THE result is Challenges and Opportunities Abroad, a 348 page document available for £8 from the Government Publications. I have bought my copy and placed it, alongside a dauntingly high pile of other worthy tomes, on the table beside my bed.

But even a cursory reading of its main points raises doubts that the White Paper is going to set the phone lines jangling to Gerry Ryan and Gay Byrne.

If Mr Spring really wants to produce a "deeper sense of public ownership of foreign policy" - and I'm sure he does - his officials are going to have to think of ways of making the issues more urgently relevant. The role of the media, particularly television, is crucial in this context.

Inevitably, given Ireland's impending presidency of the European Union, much of the White Paper is concerned with the hard choices facing member states in the immediate future and how Ireland's economic and political interests can best be protected.

On the one hand we look forward to the challenge of enlargement; on the other the admission of poorer states must not be allowed to threaten the financial support on which we have depended so heavily and for so long. That sort of thing. Security issues, the thorny problem of neutrality take up a lot of space.

But there is also much in the White Paper about issues to which Ireland can bring an individual perspective and which are also likely to appeal to the public imagination. The focus on human rights, a proper and more generous allocation of aid to developing countries, concern for the future of the UN; these are all issues to which many Irish people already feel a strong commitment.

The reasons for this were well put by Kader Asmal when he spoke of this country's experience of colonialism. This history is unique among the present members of the EU and puts a heavy responsibility on us and one to which we have not always in the past responded to represent the interests of those on the receiving end of discrimination and injustice.

At a personal level we react with extraordinary generosity to images of famine and disaster. Our overseas aid workers are a synonym for constructive compassion. On occasions, when these qualities have been harnessed to political action, they have been a potent force for change.

Foreign diplomats, for example, are mystified by Ireland's continuing concern about what is happening in East Timor. Yet this policy is largely the result of the driving energy and intelligent commitment of one man, Tom Hyland, an unemployed bus driver who watched a television documentary on Indonesian human rights abuses in East Timor and decided that something must be done about it.

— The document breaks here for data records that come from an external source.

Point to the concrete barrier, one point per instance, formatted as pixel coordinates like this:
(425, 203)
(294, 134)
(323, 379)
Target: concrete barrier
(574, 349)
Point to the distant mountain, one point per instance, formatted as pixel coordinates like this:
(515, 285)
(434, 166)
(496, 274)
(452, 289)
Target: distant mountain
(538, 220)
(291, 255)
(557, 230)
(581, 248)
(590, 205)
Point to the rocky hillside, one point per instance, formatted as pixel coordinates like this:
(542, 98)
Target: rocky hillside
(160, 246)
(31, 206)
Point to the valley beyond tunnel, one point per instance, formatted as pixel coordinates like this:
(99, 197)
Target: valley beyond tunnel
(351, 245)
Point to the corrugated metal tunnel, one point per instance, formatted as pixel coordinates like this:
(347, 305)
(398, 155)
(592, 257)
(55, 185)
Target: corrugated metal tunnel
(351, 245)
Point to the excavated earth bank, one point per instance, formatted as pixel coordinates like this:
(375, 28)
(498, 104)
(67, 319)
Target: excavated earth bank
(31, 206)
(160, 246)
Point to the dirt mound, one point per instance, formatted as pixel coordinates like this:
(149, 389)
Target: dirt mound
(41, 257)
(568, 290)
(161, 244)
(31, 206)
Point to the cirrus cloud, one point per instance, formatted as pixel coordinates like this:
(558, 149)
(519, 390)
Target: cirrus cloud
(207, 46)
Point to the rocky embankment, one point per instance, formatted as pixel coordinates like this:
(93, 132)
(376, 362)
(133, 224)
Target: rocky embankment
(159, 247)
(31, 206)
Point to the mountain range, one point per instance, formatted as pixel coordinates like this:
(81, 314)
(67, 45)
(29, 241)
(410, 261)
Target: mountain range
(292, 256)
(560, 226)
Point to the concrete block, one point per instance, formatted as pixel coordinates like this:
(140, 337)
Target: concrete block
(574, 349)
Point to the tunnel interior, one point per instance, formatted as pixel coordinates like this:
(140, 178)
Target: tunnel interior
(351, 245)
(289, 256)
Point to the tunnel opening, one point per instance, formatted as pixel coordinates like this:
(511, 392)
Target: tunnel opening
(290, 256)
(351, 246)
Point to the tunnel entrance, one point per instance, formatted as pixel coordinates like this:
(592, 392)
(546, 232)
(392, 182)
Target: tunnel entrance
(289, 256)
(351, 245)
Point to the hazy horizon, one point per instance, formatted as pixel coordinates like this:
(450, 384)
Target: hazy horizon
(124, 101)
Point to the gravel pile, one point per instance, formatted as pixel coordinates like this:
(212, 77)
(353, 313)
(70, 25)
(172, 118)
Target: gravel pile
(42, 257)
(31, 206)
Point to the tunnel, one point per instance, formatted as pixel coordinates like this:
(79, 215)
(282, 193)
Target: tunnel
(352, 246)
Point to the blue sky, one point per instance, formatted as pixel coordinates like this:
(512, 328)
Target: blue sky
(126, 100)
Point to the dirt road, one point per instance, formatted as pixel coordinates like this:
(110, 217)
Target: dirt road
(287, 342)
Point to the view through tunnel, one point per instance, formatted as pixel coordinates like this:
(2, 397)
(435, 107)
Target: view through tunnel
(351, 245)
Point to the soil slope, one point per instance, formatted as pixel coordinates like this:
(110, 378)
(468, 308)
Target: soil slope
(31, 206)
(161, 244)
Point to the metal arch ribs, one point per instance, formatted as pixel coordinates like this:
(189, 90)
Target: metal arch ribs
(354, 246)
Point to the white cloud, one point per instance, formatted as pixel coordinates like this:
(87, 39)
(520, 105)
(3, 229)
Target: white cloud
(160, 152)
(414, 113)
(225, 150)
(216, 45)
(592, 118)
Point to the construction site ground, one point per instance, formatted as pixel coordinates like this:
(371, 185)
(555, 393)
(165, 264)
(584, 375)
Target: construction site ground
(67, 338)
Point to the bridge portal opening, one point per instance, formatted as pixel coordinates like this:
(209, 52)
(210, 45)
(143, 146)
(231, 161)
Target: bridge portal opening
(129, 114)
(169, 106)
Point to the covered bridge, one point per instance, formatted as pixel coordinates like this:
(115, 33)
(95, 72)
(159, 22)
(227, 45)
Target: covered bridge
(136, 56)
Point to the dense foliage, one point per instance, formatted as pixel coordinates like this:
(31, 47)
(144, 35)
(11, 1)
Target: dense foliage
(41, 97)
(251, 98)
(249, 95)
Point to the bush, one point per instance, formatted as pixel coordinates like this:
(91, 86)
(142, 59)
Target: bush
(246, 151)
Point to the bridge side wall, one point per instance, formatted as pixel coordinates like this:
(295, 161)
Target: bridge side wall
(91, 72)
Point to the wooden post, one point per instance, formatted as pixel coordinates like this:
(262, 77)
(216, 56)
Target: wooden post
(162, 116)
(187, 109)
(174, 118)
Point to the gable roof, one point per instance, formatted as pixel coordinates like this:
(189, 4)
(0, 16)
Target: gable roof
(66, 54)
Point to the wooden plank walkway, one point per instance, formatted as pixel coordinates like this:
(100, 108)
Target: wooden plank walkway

Last week in the United States I listened to Arthur Schlesinger jnr, the distinguished historian, give an impassioned lecture on the threat to democracy posed by the increasing fragmentation of apparently stable societies into ethnic and tribal groups.

The most obvious and tragic example of this has been the break up of the former Yugoslavia - an issue on which Ireland could and should have played a much sharper role in monitoring and influencing the European Union's policy.

But Dr Schlesinger also speculated on what could happen to the independent states which have emerged from the former Soviet Union and the ethnic and tribal tensions that abound.

IT IS in this area of potential conflict that Ireland's recent experience is of great importance. When we look at the Northern peace process on a daily or weekly or monthly basis, it is too easy to become depressed by the lack of movement, the failures in generosity. What we forget is how much we have all moved, nationalists and unionists alike, in putting behind us the deadly tribal simplicities of the past.

Sinn Fein is at one with other Irish nationalist parties in no longer believing that it is either possible or desirable to coerce unionists into a united Ireland. Unionist leaders, even David Trimble at his most "bilious", know their community wants to work out some way of living with their nationalist neighbours, even though this will involve compromises.

This change in attitudes has been brought about in large part by individuals and communities determined to build bridges across the tribal divide, through church groups, community associations, education to promote greater understanding and so on.

President Robinson was absolutely right when she said that South Africa's success in building reconciliation against great odds had struck a deep chord in Ireland. But this country's efforts to heal ancient divisions are also very close to the problems facing countries in Europe and further afield in the Middle East and Africa.

It is by informing ourselves on these areas, relating their problems to our own, that we can best help to build a greater public interest, and thus a "deeper sense of public ownership" of foreign policy.